さて、その意気込みで新聞配達も止めたのですから、生命保険を猛烈に売りまくったか?
いやいや、なかなか…そうは行かないのが私のいいとこ、じゃなかったダメなところ
でありまして、しばらくは身内からの借金で食いつなぐトホホ生活です。
なんせ、勉強好きで…またまた徹底的な商品研究が今回からはパソコン駆使で
パワーアップ…堂々!?半年が費やされるのです。
そして「コレは本物だ!素晴らしい!絶対に売れるぞ!」
と私は立ち上がったのです!(これで何度目でしょうか…)

で、それから生命保険を猛烈に売りまくったか?
いやいや、なんてたって私のことですボチボチです。
でもボチボチがボチボチ続くようになり、ボチボチと収入になりだしていったのです。

2004年3月22日009号 新聞配達

「KENが約束通りに収入を上げてくださらないのが、すべての原因です!」
YUKIは私を激しく攻め立てます、ヒロコは目にいっぱい涙をためています。
「もうこのままではヒロコをインターナショナル校に通わす事が出来ません…」
と突然YUKIが言いだし、また家族会議になったのです。
入学から半年たって、ヒロコが楽しそうに語る学園生活を聞くのが楽しみになってきた矢先です。
ヒロコはもとより私も大変なショックでした。
私はのんきなもので、この時になって初めて学校にとんでもないお金がかかる事がわかったのです。
そうと知っていれば我が家の現状では、初めからムリだったのです。
なんせバブルのピークに買ったマンションの高金利が家計に大きくのしかかり、
キャリアウーマンだったYUKIはバブルがはじけ、ただのオバサンになっているのです。
でもYUKIは私が稼ぎさえすれば問題はない!…と思っているのです、マーたしかにソーですが…
何てたって不景気の先取りだけは、しっかりやっていた代理店です。
お得意様の倒産もあり売上を維持するだけでも大変な状態だったのです。

でも、めったに泣いた事のないヒロコが涙をこらえて、ただただ両親の話を聞くしかない
姿を見ていると、私の方が泣けてくるのです。
「よし!やるぞ!」私は決心したのです。

それから私は毎日午前3時に起きて朝刊の新聞配達です。
本業で稼げ…と言われても保険の仕事は朝から晩まで気合を入れて働いたからといって
必ず収入が増えるというものではありません。
第一そのような営業は私の保険代理店の経営理念と違ってきます。
確実に稼げて本業に支障をきたさないのは早朝の新聞配達しかない…と思ったのです。

新聞配達は1994年の11月から1996年10月まで約2年間続けました。
何でもエンジョイする性格の私は、毎日の朝食も旨く!結構楽しく!こなしました。
でも、どう慣れてもどうこなしても月10万円、年間120万円が限界です。
YUKIが私の向ける気配も、だんだん厳しいものになってきました(ホントーに怖いんですヨ)
だからといって、夕刊も配って…牛乳配達して…ついでにヤクルトも…てなわけにはいきません。
毎朝3時の起床は夜の踏ん張りは利かないし、本業にも影響しだしました。

そんな矢先に、新聞に活字だけの一面広告が掲載されました。
10月からスタートする東京海上あんしん生命の広告です。
【おかしいな、人間が生命保険にあわせてる。

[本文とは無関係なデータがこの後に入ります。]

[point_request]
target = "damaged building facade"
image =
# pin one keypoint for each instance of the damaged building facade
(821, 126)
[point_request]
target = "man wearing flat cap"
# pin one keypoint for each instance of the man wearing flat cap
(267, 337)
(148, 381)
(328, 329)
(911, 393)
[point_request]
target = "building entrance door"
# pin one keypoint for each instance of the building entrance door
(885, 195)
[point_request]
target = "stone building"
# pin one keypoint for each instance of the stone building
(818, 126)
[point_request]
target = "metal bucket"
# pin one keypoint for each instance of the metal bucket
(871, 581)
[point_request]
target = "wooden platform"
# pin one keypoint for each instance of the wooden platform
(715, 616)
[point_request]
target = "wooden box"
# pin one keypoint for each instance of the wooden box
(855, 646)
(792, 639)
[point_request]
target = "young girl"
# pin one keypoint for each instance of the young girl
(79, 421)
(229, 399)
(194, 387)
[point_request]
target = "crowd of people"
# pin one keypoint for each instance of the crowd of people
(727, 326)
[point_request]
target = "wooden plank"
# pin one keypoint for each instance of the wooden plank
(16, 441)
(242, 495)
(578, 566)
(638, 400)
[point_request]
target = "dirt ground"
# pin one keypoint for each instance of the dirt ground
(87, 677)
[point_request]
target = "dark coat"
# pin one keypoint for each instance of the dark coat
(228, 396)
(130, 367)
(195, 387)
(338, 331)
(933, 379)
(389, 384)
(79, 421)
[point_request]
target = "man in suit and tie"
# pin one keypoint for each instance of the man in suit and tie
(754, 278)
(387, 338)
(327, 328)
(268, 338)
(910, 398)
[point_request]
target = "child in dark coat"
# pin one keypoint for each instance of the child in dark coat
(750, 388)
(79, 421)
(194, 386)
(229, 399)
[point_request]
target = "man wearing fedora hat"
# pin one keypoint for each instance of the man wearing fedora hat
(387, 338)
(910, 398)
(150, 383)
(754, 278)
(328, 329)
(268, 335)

】というタイトルをかこんで、なぜ東京海上
が生命保険をはじめるのか、その理由が書かれていました。
勿論、私は東京海上が生保を始めるのは知っていましたが、生保には消極的な考えでした。
なぜなら、あまりにも保険会社本位の我が国の生保事情に絶望していたからです。
しかし、この広告には私が普段思っていた理想的な生保販売のかたちが載っていたのです。
話半分にしても、これなら真剣にやってみる価値があると思ったのです。

新聞配達などやっているどころではありません。
「よし!やるぞ!」と私は再び決心したのです。

2004年3月15日008号 インターナショナル・スクール

先週は緊急レポート『吉野家のカレー』で話が中断してしまいました。
今ローマにいるヒロコにチャットでこの事を話すと「ヒロコより吉野家をとったんだ…」なんて
嫌味を言われてしまいました。
吉野家はあれからすぐ250円の『とん丼』を出して、巻き返しを図っているようです。
さて、話はインターナショナル・スクールです。
私だってインターナショナル・スクールの存在ぐらいは知っています。
しかし目の前にいる二人は、私をさしおいて、すっかりその気になっているのが気に入りません。
「で、入学試験は何時で、入学金はいくらかかるの?」私はYUKIに聞きました。
「え!なにも無い!…」私は後の”無い”に心が大きくなびきました(ヒロコは先の”無い”に…多分)
考えてみれば、外国の子女も親の都合で出入りする事もあるでしょうから、入試や入学金が
馴染まないのもたしかです。
「第一志望がソコなら、入試をどーのこーのという前にまずソコをあたるのが先決」
との私の意見で、早速お目当てのインターナショナル・スクールを訪ねることになりました。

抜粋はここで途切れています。